Diabetes affects a huge proportion of the population. It is estimated that 7% of individuals living in the United States are afflicted by the disease. That is nearly 21 million Americans suffering from diabetes. With such a large number of affected individuals, it is important to understand the disease as best you can.

What is Diabetes?

Diabetes is a metabolic disorder caused by abnormally high blood sugar levels. The high levels of blood sugar, called glucose appear because they are not properly absorbed into the body’s cells.

Glucose and Insulin

As your body digests food, most of it is turned into glucose, which is your body’s main source of energy. Your pancreas produces a hormone called insulin, which is essential in allowing glucose to be absorbed into cells from the bloodstream. Without insulin, glucose remains in the bloodstream, until it is excreted by the body.

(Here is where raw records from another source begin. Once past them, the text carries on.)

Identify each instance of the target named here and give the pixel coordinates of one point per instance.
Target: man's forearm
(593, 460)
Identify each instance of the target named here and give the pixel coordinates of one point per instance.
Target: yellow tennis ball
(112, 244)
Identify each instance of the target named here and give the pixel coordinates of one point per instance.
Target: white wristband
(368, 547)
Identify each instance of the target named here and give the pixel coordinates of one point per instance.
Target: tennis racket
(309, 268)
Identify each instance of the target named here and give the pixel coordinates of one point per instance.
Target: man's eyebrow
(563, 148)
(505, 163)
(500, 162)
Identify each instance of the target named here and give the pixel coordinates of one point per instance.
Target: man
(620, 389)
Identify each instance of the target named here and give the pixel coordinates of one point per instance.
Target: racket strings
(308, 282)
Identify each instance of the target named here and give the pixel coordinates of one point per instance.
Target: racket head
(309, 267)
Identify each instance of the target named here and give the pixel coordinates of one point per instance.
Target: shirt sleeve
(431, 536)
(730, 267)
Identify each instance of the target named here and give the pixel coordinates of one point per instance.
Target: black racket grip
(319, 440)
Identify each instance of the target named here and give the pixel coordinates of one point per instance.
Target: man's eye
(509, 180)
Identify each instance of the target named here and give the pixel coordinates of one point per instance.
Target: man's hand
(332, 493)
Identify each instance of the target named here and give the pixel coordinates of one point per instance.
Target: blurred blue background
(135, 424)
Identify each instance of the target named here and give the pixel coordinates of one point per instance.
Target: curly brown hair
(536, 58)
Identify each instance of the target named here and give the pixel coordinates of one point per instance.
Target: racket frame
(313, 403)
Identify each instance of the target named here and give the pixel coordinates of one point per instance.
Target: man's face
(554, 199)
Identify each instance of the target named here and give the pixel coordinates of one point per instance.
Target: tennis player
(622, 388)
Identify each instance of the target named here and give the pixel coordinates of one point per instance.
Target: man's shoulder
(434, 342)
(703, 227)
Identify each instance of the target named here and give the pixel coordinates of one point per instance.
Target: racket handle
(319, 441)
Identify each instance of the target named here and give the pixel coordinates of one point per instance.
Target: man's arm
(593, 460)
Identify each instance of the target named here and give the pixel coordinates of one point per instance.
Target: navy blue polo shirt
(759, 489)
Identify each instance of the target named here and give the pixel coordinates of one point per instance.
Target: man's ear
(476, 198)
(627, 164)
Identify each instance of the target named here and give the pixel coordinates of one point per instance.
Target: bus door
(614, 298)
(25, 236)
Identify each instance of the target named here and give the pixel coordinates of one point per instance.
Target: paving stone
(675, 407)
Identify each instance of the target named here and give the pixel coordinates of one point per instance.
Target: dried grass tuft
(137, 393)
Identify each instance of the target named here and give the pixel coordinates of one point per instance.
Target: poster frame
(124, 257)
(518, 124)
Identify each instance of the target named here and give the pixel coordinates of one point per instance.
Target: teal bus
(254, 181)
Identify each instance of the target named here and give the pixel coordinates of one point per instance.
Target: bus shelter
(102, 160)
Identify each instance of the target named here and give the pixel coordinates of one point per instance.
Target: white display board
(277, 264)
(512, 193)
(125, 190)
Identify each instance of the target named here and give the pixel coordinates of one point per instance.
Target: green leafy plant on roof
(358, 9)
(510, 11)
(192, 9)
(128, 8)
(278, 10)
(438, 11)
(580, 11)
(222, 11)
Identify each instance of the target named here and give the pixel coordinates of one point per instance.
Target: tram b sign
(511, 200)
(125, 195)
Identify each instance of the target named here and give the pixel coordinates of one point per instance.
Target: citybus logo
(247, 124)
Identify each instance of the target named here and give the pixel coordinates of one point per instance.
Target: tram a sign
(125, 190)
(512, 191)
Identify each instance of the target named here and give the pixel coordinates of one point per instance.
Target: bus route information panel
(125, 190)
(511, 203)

This is just where the problem occurs with diabetes patients. For those with this illness, insulin is produced in low levels, or not at all. Alternatively, sufficient insulin may be produced, however the body may not respond properly to the hormone. This prevents the glucose from being absorbed by the cells, which can wreak havoc on the body and lead to hyperglycemia, which is the medical term for high blood sugar levels.

Causes of Diabetes

There are three main types of the disease: Type 1, which is the most severe; Type 2, which is far more common and more manageable; and Gestational, which occurs in some pregnancies. Being that these types differ, so too do the presumptive causes.

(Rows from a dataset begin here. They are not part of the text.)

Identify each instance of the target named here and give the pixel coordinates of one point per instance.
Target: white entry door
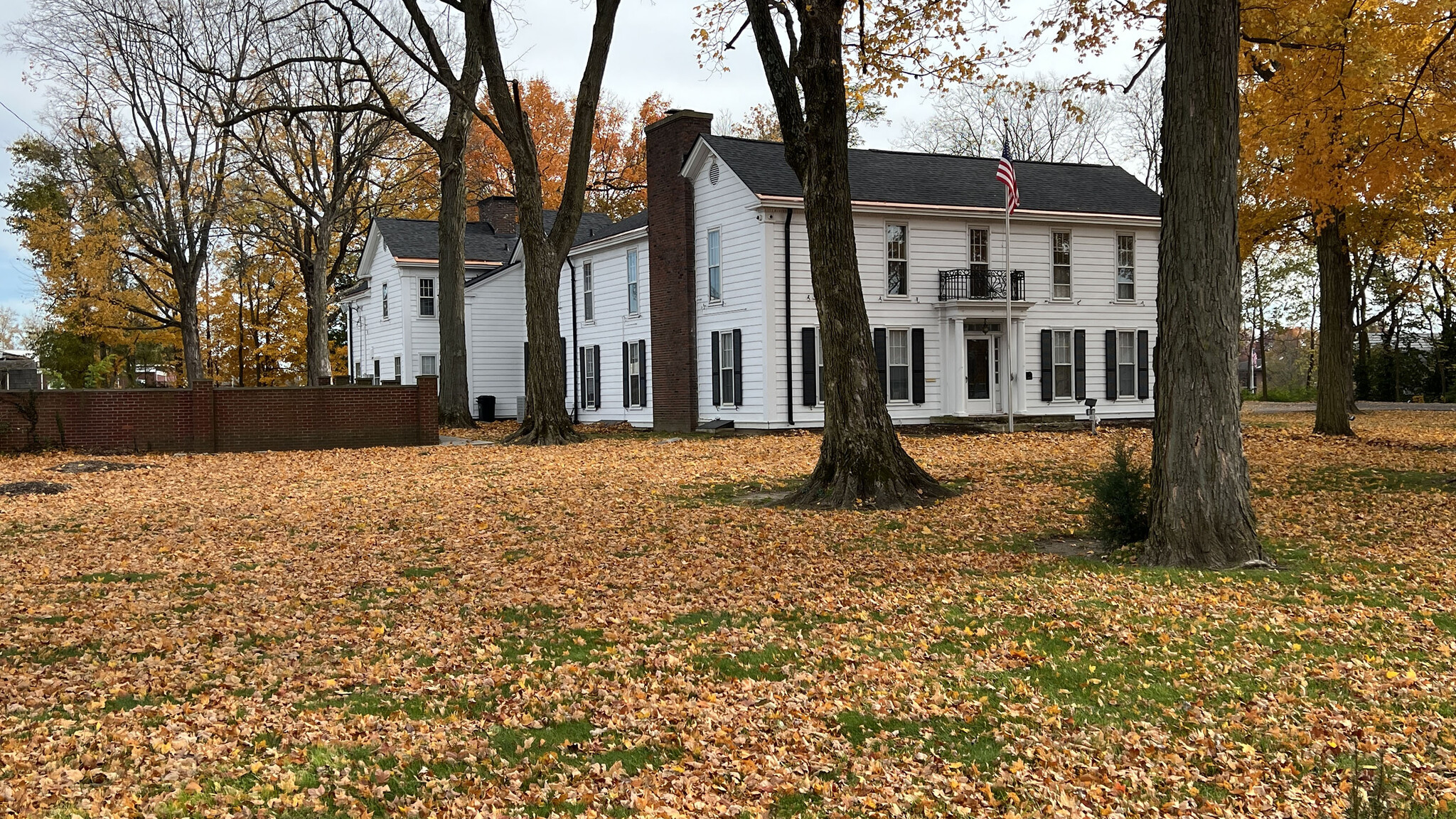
(982, 375)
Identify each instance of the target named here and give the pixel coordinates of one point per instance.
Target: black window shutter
(918, 365)
(718, 373)
(1046, 365)
(737, 368)
(596, 376)
(643, 372)
(1142, 365)
(810, 366)
(1079, 358)
(1111, 365)
(883, 362)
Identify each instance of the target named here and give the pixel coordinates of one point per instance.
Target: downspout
(575, 350)
(788, 315)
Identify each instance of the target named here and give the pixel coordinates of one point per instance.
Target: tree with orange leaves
(1349, 115)
(616, 181)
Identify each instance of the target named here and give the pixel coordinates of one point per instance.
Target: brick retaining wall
(220, 420)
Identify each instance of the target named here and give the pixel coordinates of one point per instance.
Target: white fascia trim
(978, 212)
(635, 235)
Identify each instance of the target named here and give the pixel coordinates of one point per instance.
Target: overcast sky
(653, 51)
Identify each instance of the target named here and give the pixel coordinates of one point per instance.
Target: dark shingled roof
(419, 238)
(616, 228)
(943, 180)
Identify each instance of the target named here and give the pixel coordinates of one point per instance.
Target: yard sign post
(1007, 173)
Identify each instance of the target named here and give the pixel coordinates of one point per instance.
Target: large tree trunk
(1336, 390)
(547, 417)
(455, 390)
(861, 461)
(187, 315)
(1200, 510)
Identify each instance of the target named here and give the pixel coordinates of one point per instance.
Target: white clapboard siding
(611, 327)
(727, 208)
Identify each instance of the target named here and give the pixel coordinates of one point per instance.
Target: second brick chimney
(500, 213)
(672, 264)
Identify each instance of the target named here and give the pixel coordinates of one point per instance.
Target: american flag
(1007, 173)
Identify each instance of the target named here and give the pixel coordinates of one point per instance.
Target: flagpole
(1007, 378)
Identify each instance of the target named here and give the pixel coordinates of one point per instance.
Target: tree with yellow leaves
(1349, 115)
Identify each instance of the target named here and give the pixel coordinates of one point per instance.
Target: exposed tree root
(900, 484)
(539, 433)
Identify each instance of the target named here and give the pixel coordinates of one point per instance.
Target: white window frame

For the most part, the causes of diabetes remain a mystery. However, certain habits, environments, and predispositions are thought to increase the chances of getting the disease.

It is often seen that the onset of diabetes is related to hypertension, high blood sugar and high blood cholesterol. Genetic factors, poor diet, minimal physical activity, and environment are also believed to be catalysts for the disease.


There are many options now available to treat and manage diabetes. Talk to your physician to find out what your best alternatives will be to deal with this disease.